Hingga membuat Via langsung saja tersenyum garing kepada Nyonya Camelia.


" Berapakah harga yang anda tawarkan Nyonya?? ",, tanya Leon kepada Nyonya Camelia.


Dan Nyonya Camelia langsung saja menyebutkan nominal uang untuk harga rumahnya kepada Leon.


" Bagaimana Via apakah kamu mau?? ",, tanya Leon kepada Via ketika dia sudah mendengar perkataan dari Nyonya Camelia tadi.


" Iya baiklah saya mau ",, jawab Via kepada Leon.


Sebab ketika Via melihat desain dalam rumah itu yang hanya nampak sekilas dari ruang tamu, dia sudah langsung menyukainya.

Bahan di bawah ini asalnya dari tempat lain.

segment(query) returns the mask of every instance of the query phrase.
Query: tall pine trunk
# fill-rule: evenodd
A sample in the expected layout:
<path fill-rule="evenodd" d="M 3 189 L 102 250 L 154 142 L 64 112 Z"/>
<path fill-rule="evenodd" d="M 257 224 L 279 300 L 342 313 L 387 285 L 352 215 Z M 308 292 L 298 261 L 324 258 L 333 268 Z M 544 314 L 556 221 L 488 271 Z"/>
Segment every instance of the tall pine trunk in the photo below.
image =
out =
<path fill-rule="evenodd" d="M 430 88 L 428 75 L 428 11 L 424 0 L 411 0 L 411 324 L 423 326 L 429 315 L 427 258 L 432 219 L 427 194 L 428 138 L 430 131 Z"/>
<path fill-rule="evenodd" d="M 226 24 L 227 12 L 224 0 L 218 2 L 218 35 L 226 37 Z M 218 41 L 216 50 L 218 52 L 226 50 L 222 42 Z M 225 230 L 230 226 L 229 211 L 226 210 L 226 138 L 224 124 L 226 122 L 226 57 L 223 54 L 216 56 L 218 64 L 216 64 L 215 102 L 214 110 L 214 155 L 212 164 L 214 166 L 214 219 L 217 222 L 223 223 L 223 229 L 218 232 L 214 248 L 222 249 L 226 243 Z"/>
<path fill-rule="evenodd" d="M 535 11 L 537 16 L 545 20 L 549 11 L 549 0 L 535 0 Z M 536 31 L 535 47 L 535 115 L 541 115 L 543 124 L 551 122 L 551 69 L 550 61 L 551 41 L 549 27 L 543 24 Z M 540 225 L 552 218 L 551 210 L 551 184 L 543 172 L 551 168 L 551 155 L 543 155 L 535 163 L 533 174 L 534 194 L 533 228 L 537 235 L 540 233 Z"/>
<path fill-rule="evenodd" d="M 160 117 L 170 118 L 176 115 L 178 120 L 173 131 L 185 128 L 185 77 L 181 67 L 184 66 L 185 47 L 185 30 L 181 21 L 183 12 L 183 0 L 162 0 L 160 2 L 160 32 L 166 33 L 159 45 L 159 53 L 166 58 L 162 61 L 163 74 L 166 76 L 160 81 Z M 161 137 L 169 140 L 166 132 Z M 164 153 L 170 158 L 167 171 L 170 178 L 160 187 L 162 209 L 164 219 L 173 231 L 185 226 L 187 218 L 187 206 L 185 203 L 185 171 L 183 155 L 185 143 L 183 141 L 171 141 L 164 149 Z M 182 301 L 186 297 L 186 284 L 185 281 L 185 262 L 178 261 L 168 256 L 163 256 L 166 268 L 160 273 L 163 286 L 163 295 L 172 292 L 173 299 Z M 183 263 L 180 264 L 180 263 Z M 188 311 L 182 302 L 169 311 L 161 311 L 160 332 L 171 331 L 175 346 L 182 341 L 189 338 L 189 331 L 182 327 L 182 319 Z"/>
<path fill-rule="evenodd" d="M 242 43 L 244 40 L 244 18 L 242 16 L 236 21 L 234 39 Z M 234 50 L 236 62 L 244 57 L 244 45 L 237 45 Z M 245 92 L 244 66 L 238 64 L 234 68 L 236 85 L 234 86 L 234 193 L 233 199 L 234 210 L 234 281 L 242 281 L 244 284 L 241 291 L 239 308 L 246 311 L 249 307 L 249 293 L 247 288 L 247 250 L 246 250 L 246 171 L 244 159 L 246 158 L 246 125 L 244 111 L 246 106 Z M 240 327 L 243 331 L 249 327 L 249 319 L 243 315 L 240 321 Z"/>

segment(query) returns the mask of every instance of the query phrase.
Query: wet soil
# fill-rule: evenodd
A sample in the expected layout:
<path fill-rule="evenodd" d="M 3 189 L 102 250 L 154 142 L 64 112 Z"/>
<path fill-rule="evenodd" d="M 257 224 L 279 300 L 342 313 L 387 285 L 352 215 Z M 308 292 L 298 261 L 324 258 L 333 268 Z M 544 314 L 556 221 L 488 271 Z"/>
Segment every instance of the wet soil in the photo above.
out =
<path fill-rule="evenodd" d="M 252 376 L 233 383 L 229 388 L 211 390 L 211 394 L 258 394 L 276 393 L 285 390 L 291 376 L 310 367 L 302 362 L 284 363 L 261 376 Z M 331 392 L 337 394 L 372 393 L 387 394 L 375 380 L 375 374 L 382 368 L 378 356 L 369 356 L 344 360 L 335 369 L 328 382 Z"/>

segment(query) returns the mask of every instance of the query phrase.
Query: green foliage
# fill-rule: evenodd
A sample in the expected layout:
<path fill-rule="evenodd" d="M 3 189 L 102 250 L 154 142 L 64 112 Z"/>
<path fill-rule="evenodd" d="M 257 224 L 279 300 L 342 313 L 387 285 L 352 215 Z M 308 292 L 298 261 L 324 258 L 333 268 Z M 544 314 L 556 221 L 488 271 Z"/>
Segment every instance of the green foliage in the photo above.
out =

Akhirnya rumah itu terjual lunas kepada Via, dan secepatnya Via akan menempati rumah tersebut, setelah Nyonya Camelia akan pindah ikut dengan anaknya yang ada diluar Negeri.


Setelah menyelesaikan pembayaran menggunakan akun rekening milik Leon, supaya tidak dicurigai oleh Nyonya Camelia.


Via dan Leon lalu kembali lagi kedalam rumah milik Leon lagi untuk membicarakan hal yang daritadi terus berputar-putar diotaknya Via yang perlu dipertanyakan oleh Via kepada Leon.


...🕊️🕊️🕊️🕊️🕊️🕊️🕊️🕊️🕊️🕊️🕊️🕊️🕊️...


...***TBC***...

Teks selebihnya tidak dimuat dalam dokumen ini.